There had been something.

But it was faint.

Glitched.

Like static.

He shook his head. “No.”

The Level 24’s eyes lingered on him a second longer than comfortable.

Around them, the village slowly returned to movement.

Repairs resumed.

Conversations restarted.

But the space around the three of them remained isolated.

“Level 29,” the red-haired player muttered. “Do you understand what that means?”

Jack nodded slightly. “It means I got lucky.”

The Level 50 gave a humorless laugh.

“No.”

His voice was low now.

“It means you should be dead.”

That landed harder than the rest.

Jack didn’t argue.

Because he knew it was true.

The Level 24 shifted slightly. “There is another irregularity.”

Both looked at him again.

“His level.”

Jack’s eyes widened slightly.

The red-haired player frowned. “What about it?”

“It flickered.”

Jack’s stomach dropped.

“What?”

The Level 24 didn’t look surprised by Jack’s reaction.

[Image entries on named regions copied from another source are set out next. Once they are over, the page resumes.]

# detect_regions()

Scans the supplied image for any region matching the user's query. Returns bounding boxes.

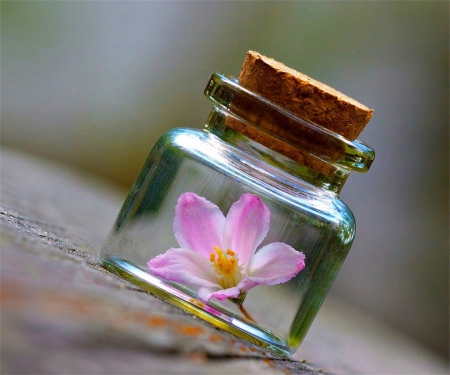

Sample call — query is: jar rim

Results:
[204,72,375,172]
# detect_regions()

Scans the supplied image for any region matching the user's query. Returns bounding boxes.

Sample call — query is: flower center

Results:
[209,246,242,289]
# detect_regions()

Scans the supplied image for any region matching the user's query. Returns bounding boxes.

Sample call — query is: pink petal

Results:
[223,194,270,271]
[147,248,220,288]
[198,279,248,302]
[245,242,305,291]
[173,193,225,259]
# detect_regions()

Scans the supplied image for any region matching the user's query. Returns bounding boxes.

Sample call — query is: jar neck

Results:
[205,107,350,194]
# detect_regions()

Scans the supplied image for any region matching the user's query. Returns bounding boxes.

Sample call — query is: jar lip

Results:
[204,73,375,172]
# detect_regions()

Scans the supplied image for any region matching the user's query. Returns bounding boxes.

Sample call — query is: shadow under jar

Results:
[101,73,374,356]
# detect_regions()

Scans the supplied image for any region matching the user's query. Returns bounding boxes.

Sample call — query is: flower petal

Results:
[173,192,225,259]
[147,248,220,289]
[223,194,270,272]
[245,242,305,291]
[198,279,248,302]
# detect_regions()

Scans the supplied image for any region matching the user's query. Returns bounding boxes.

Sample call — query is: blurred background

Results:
[1,1,449,360]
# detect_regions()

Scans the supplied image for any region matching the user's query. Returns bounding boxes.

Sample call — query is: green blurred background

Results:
[1,1,449,360]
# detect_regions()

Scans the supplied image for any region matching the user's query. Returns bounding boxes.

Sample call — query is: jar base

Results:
[101,255,295,357]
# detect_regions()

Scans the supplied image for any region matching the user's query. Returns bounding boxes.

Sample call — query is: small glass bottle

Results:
[101,59,374,356]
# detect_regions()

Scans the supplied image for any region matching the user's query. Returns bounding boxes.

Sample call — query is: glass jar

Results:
[101,73,374,356]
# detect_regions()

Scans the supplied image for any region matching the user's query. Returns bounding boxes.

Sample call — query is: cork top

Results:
[239,51,373,140]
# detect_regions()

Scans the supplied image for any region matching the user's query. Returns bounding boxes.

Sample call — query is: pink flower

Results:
[147,193,305,302]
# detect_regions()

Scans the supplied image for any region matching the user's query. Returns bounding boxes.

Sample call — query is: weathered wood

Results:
[0,150,445,374]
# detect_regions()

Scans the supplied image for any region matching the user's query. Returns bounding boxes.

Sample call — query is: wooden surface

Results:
[0,150,448,374]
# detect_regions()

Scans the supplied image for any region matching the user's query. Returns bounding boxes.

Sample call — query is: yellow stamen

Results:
[209,246,242,289]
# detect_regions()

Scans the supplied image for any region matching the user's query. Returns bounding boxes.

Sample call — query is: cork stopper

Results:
[226,51,373,175]
[239,51,373,141]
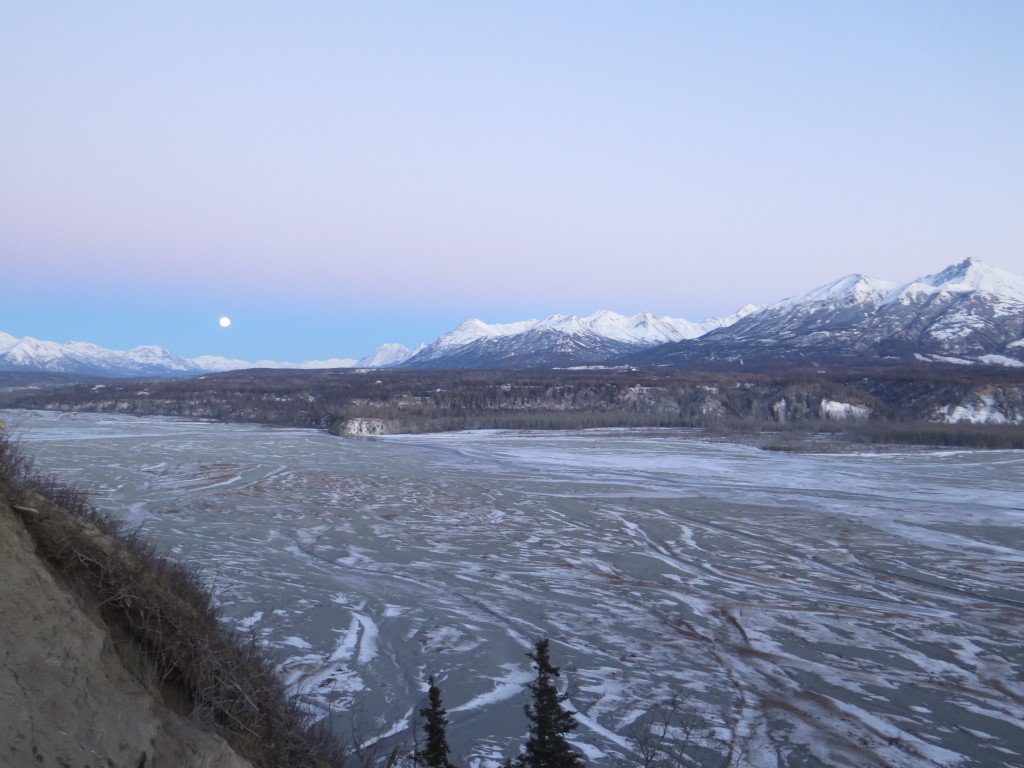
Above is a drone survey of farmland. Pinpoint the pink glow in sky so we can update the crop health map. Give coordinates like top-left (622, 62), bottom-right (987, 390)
top-left (0, 0), bottom-right (1024, 359)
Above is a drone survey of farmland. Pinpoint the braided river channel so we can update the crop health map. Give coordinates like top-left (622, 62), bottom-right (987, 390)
top-left (8, 411), bottom-right (1024, 768)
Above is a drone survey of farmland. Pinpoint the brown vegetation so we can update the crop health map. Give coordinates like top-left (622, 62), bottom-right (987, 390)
top-left (0, 439), bottom-right (344, 768)
top-left (0, 367), bottom-right (1024, 447)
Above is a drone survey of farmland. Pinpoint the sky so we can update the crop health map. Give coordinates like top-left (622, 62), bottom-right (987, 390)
top-left (0, 0), bottom-right (1024, 360)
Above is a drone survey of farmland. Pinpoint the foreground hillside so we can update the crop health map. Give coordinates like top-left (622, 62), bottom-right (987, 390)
top-left (6, 365), bottom-right (1024, 447)
top-left (0, 441), bottom-right (341, 768)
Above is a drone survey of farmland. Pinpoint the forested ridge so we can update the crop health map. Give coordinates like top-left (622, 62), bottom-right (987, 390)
top-left (0, 367), bottom-right (1024, 447)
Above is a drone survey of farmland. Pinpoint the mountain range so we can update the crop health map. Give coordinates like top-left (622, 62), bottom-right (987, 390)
top-left (0, 258), bottom-right (1024, 377)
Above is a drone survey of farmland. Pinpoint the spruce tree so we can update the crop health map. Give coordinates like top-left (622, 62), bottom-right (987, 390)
top-left (413, 675), bottom-right (455, 768)
top-left (516, 637), bottom-right (584, 768)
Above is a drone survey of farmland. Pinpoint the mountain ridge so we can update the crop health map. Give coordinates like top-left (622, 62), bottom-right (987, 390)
top-left (0, 258), bottom-right (1024, 377)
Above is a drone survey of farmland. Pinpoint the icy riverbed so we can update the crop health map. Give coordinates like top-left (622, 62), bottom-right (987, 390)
top-left (9, 412), bottom-right (1024, 768)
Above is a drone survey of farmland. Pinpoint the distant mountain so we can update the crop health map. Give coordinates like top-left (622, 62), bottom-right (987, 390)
top-left (8, 259), bottom-right (1024, 377)
top-left (401, 306), bottom-right (757, 368)
top-left (628, 259), bottom-right (1024, 366)
top-left (354, 344), bottom-right (424, 368)
top-left (0, 332), bottom-right (355, 377)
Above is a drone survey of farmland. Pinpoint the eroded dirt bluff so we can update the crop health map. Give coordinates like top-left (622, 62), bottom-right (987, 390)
top-left (0, 499), bottom-right (251, 768)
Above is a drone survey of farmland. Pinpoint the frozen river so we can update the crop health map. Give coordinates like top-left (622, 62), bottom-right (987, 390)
top-left (0, 412), bottom-right (1024, 768)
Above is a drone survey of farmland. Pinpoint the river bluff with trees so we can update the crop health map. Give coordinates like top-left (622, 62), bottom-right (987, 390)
top-left (0, 365), bottom-right (1024, 449)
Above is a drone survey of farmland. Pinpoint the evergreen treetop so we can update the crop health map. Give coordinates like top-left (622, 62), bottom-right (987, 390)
top-left (516, 637), bottom-right (584, 768)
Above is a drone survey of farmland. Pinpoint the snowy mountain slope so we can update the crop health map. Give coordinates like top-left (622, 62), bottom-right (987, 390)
top-left (0, 332), bottom-right (355, 377)
top-left (401, 305), bottom-right (757, 368)
top-left (634, 259), bottom-right (1024, 365)
top-left (355, 344), bottom-right (425, 368)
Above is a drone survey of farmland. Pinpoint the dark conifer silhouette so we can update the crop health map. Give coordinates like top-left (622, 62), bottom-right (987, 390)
top-left (414, 675), bottom-right (455, 768)
top-left (516, 637), bottom-right (584, 768)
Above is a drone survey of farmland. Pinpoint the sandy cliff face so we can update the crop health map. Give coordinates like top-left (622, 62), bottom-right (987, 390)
top-left (0, 500), bottom-right (250, 768)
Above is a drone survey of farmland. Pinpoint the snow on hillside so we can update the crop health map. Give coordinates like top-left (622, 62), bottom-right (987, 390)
top-left (355, 344), bottom-right (426, 368)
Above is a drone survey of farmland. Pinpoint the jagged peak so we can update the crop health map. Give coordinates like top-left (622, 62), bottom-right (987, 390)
top-left (914, 256), bottom-right (1024, 301)
top-left (772, 272), bottom-right (896, 308)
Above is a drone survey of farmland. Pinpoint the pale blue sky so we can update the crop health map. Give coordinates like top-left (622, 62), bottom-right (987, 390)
top-left (0, 0), bottom-right (1024, 360)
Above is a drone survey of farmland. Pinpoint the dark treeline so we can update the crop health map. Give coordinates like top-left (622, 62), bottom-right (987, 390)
top-left (0, 367), bottom-right (1024, 447)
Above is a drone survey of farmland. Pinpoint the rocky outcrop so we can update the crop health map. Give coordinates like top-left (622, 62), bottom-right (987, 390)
top-left (0, 500), bottom-right (250, 768)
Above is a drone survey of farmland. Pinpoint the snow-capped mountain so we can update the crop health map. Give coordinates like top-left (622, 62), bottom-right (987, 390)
top-left (634, 259), bottom-right (1024, 366)
top-left (401, 306), bottom-right (757, 368)
top-left (0, 332), bottom-right (355, 377)
top-left (355, 344), bottom-right (425, 368)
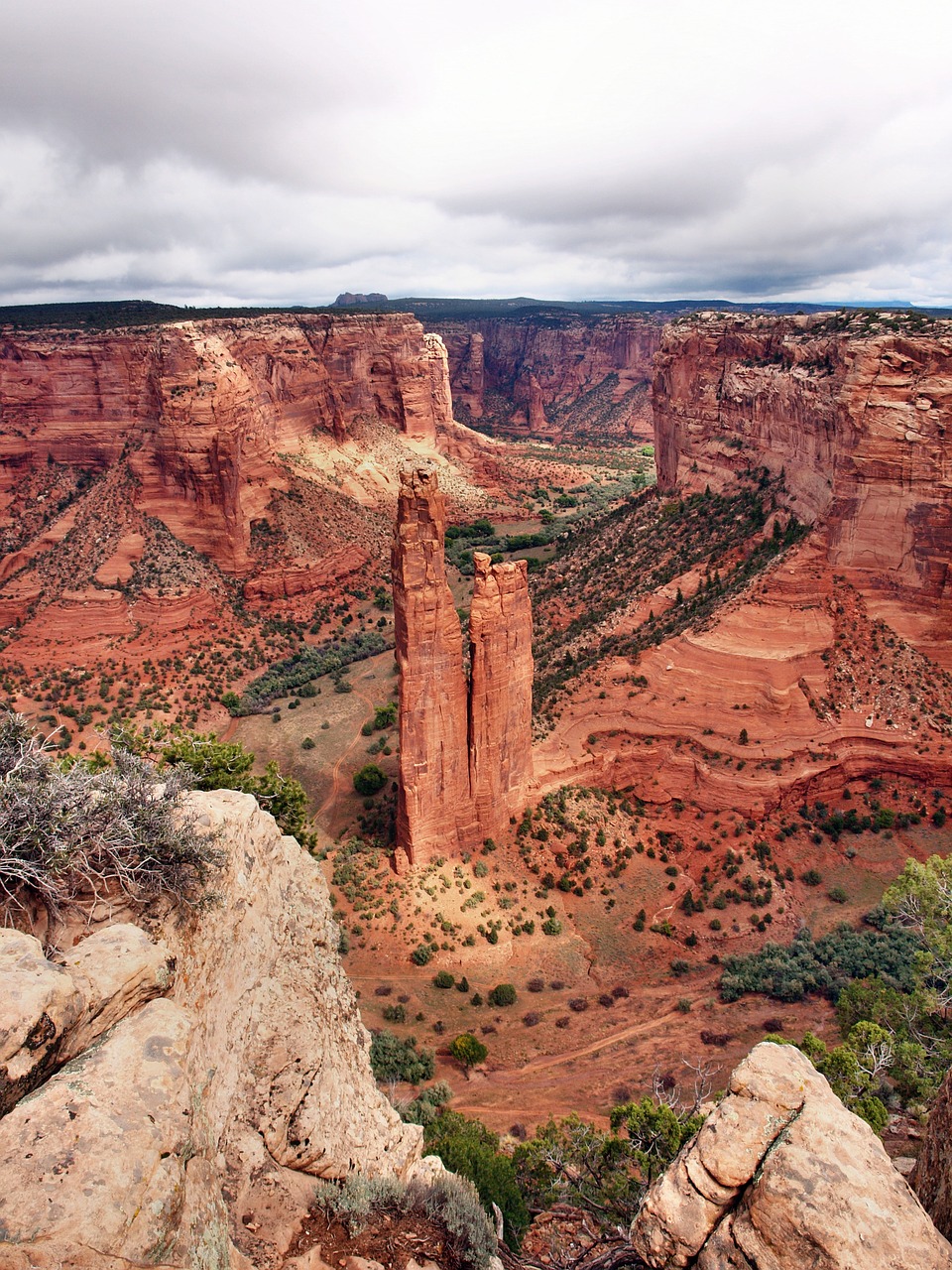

“During the spike. For 0.3 seconds.”

The red-haired player’s expression changed.

Flickered how?”

The Level 24 paused.

“Unreadable.”

Silence fell again.

Unreadable.

Levels didn’t become unreadable.

They increased.

They decreased.

They stayed the same.

But they didn’t disappear.

The red-haired player’s jaw tightened.

“That’s not possible.”

“I know,” the Level 24 replied calmly.

Jack felt cold despite the morning sun.

“I didn’t feel anything like that,” Jack said.

“That is the problem,” the Level 24 answered.

The red-haired player exhaled slowly, running a hand through his red hair in frustration.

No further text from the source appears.